Per gli esperti di sicurezza le difficoltà nel contrastare gli attacchi terroristici sono da rintracciare nel numero infinito di dati e di nomi dei potenziali terroristi in cui i servizi di intelligence stanno letteralmente annegando. «È difficile identificare e schedare le persone giuste. Siamo subissati da così tanti dati che non è detto che riusciamo a rintracciare le giuste informazioni e a preparare, di conseguenza, una strategia di azione adeguata» ha dichiarato all’Associated Press Benoit Gomis, esperto di antiterrorismo per il gruppo di ricerca Chatham House.

Gomis ha aggiunto che le indagini potrebbero essere ostacolate da questioni di carattere giuridico, soprattutto in considerazione del fatto che il più vecchio dei fratelli Kouachi non aveva precedenti penali, mentre l’ultima accusa che riguarda il minore dei due, che lo avrebbe visto coinvolto in un tentativo fallito di far fuggire dal carcere un pregiudicato jihadista, era stata respinta. «Lo stato di diritto permette questo» ha detto l’esperto antiterrorismo. «Non si può arrestare questa gente solo per le loro visioni estreme. Molti diranno che avremmo dovuto sbatterli in galera ma, ripeto, non possiamo andare contro lo stato di diritto».

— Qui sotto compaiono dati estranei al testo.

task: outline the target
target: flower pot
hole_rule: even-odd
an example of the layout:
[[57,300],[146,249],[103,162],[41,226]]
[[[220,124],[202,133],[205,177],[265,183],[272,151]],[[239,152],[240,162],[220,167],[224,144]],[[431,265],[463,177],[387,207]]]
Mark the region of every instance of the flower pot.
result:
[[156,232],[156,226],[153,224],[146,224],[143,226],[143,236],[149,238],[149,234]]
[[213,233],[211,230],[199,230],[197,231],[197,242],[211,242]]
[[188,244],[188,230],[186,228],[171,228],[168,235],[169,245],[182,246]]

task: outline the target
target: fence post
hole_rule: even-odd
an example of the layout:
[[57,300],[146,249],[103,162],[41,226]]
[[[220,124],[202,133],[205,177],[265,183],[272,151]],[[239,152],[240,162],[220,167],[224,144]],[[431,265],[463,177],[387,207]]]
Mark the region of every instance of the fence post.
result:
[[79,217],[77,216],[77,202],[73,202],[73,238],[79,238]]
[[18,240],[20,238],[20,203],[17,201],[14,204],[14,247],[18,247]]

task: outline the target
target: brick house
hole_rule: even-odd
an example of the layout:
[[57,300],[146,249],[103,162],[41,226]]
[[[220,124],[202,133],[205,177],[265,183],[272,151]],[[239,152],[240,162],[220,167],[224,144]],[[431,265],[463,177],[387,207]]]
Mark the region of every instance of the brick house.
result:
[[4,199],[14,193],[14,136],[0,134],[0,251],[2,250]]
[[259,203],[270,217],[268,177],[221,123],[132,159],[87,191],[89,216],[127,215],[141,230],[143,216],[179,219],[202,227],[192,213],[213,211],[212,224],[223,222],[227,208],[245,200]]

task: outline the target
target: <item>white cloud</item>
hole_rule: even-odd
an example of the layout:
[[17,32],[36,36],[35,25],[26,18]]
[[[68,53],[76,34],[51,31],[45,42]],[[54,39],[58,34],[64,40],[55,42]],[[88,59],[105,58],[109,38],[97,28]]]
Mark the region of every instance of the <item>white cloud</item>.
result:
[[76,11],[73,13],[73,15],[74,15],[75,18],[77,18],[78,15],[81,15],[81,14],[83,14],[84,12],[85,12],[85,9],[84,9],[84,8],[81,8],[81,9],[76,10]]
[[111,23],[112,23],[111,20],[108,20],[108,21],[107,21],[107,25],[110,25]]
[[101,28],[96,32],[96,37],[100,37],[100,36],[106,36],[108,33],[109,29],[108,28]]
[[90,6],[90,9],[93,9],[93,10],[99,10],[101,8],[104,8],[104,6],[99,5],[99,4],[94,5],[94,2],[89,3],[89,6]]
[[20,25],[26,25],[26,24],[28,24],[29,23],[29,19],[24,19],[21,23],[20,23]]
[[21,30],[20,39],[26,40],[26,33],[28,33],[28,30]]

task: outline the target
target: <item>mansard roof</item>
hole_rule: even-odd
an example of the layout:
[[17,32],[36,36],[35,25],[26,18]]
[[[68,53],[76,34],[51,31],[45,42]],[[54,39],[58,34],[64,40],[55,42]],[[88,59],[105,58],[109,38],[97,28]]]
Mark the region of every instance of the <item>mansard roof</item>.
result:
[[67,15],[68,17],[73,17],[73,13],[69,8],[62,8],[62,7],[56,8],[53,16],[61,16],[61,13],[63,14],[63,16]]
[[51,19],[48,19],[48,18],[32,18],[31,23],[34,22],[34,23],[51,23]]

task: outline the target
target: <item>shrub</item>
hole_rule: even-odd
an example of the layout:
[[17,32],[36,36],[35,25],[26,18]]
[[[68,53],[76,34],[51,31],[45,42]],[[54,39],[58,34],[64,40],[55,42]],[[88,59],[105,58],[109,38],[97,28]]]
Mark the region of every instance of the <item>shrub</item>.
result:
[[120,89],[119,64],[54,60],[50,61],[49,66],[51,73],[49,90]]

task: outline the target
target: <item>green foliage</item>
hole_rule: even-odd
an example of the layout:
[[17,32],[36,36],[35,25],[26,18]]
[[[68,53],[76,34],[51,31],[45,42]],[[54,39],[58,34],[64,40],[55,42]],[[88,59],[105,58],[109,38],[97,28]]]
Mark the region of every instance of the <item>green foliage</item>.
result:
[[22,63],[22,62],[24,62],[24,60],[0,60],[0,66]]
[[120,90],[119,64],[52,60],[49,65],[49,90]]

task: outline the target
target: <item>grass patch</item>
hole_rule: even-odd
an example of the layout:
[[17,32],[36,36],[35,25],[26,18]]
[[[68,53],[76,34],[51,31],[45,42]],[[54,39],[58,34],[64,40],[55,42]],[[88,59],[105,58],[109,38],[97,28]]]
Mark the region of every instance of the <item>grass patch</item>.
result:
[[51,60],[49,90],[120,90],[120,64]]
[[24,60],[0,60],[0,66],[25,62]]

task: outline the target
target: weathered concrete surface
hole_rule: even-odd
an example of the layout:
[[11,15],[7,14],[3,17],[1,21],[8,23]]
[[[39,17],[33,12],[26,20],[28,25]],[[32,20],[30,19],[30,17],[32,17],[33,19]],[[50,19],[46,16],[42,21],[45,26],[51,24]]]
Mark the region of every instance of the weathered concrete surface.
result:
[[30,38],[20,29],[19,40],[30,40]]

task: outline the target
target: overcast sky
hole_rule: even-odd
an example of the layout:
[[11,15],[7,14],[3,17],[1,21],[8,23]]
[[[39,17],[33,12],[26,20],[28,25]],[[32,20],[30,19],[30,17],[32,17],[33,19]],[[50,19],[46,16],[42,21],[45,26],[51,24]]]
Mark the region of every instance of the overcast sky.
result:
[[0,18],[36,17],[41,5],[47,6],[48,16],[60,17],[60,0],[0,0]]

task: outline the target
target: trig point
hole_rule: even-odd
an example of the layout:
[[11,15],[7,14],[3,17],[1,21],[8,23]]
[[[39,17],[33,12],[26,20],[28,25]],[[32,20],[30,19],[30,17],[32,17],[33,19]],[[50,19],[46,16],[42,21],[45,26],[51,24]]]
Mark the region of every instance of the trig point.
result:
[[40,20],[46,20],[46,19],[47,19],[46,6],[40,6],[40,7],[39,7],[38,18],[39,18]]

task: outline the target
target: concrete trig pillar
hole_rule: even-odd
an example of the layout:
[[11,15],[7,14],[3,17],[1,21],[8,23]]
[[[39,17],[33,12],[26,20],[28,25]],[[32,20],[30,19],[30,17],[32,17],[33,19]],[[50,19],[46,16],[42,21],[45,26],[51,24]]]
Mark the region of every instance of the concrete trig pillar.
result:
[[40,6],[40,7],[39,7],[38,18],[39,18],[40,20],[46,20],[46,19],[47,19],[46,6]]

Alain Bauer, un esperto di crimine e consulente di diversi governi francesi, ha detto che i recenti attacchi terroristici hanno evidenziato sia la qualità dei dati rintracciati dall’intelligence che le carenze nella loro analisi. E ha individuato tre fasi di evoluzione dell’operato dei servizi segreti: «La prima, eccezionale, in cui l’intelligence ha azzeccato e raccolto tutti i dati del caso. La seconda, carente, in cui l’analisi di quei dati ha omesso molti punti che avrebbero potuto prevenire gli attacchi. La terza, ancora migliore della prima, con la risposta della polizia, l’assalto, la liberazione degli ostaggi e la neutralizzazione degli uomini armati». «Affrontare le carenze della seconda fase sarà fondamentale per prevenire futuri attacchi» ha dichiarato Bauer alla radio France Info.

I funzionari francesi, sottolineando la portata della minaccia terroristica che ha coinvolto Parigi, hanno affermato che molti tentativi di attacco erano stati sventati nelle ultime settimane. Mentre altre fonti ufficiali europee stimano che circa 3.000 persone (ma si pensa che il numero sia addirittura più alto) hanno lasciato il continente per unirsi ai movimenti jihadisti in Medio Oriente e nel Nord Africa. Sabato scorso, il primo ministro francese Valls ha dichiarato che «tra i 1.200 e 1.400» cittadini francesi sono partiti alla volta della Siria e dell’Iraq per entrare a far parte di gruppi jihadisti. Molti sono tornati a casa, magari con una preparazione simile a quella messa in pratica nell’attentato di Charlie Hebdo.

Dal canto suo, l’intelligence rifiuta di rivelare l’identità dei ricercati inseriti nelle liste terroristiche, ma si pensa che ne facciano parte migliaia di persone in tutta Europa. Sorvegliarli tutti è un compito difficilissimo e rappresenta una sfida estenuante per i servizi di sicurezza: «Ci vogliono 20 ufficiali per seguire quotidianamente un solo sospettato», ha spiegato l’esperto di antiterrorismo Pierre Conesa, docente all’università Sciences-Po di Parigi. «Nessun servizio di intelligence al mondo ha la capacità di farlo», ha dichiarato all’emittente televisiva FRANCE 24.

Sia Bauer e Conesa sono concordi nel fatto che l’apparato di sicurezza francese abbai sbagliato a non sfruttare le conoscenze degli accademici e dei leader della comunità islamica: «I leader musulmani sono mobilitati contro il radicalismo, essi devono essere parte integrante della nostra strategia di lotta al terrorismo», ha spiegato Conesa. «Rappresentano un sistema di allerta precoce per le autorità, conoscono le famiglie, le dinamiche della comunità».